- The poster for Fight For Japan: Genki Desu Ka Omisoka 2011
- Promotion: Dream, Inoki Genome Federation, M-1 Global
- Date: December 31, 2011
- Venue: Saitama Super Arena
- City: Saitama, Japan
- Attendance: 24,606

Event chronology
| Dynamite!! 2010 | Fight For Japan: Genki Desu Ka Omisoka 2011 | GSI Presents Dream 18 - Special NYE 2012 |

= Fight For Japan: Genki Desu Ka Omisoka 2011 =

Martial arts event in 2011

Fight For Japan: Genki Desu Ka Omisoka 2011, also known as Fight for Japan. How are you! New Year! 2011 was a mixed martial arts, puroresu and kickboxing event in the annual New Year's Eve event promoted by FEG, M-1 Global and the Inoki Genome Federation that took place on December 31, 2011 at the Saitama Super Arena in Saitama, Japan.

==Background==
The event included bouts that encompassed the Dream, K-1 World MAX and IGF banners.
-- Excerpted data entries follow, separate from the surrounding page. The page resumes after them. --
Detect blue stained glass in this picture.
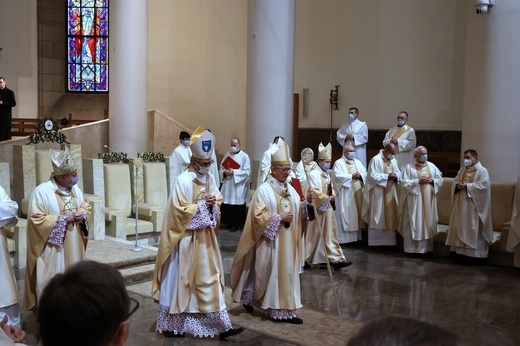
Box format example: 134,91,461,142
69,8,81,35
67,0,108,92
81,0,94,7
69,0,81,7
96,8,108,36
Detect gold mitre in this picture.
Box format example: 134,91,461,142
318,143,332,160
190,126,215,159
271,138,291,166
50,147,77,175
The event aired live on HDNet in North America, SKY PerfecTV! in Japan, and also online through Nico Nico Douga.

The semi-finals and finals of Dream's World Bantamweight Grand Prix were held at this event.

The Nagashima/Kikuno mixed rules bout consisted of a three-minute first round under K-1 rules and a five-minute second round under Dram rules.

Kazushi Sakuraba was rumoured to be involved in a puroresu bout on this card.

Tim Sylvia was expected to face Brett Rogers at this event, however the bout was scrapped because Rogers was unable to obtain a visa to enter Japan. This was due to Rogers's domestic violence charge which was followed by a series of what were known as 'shaft grabbing' incidents.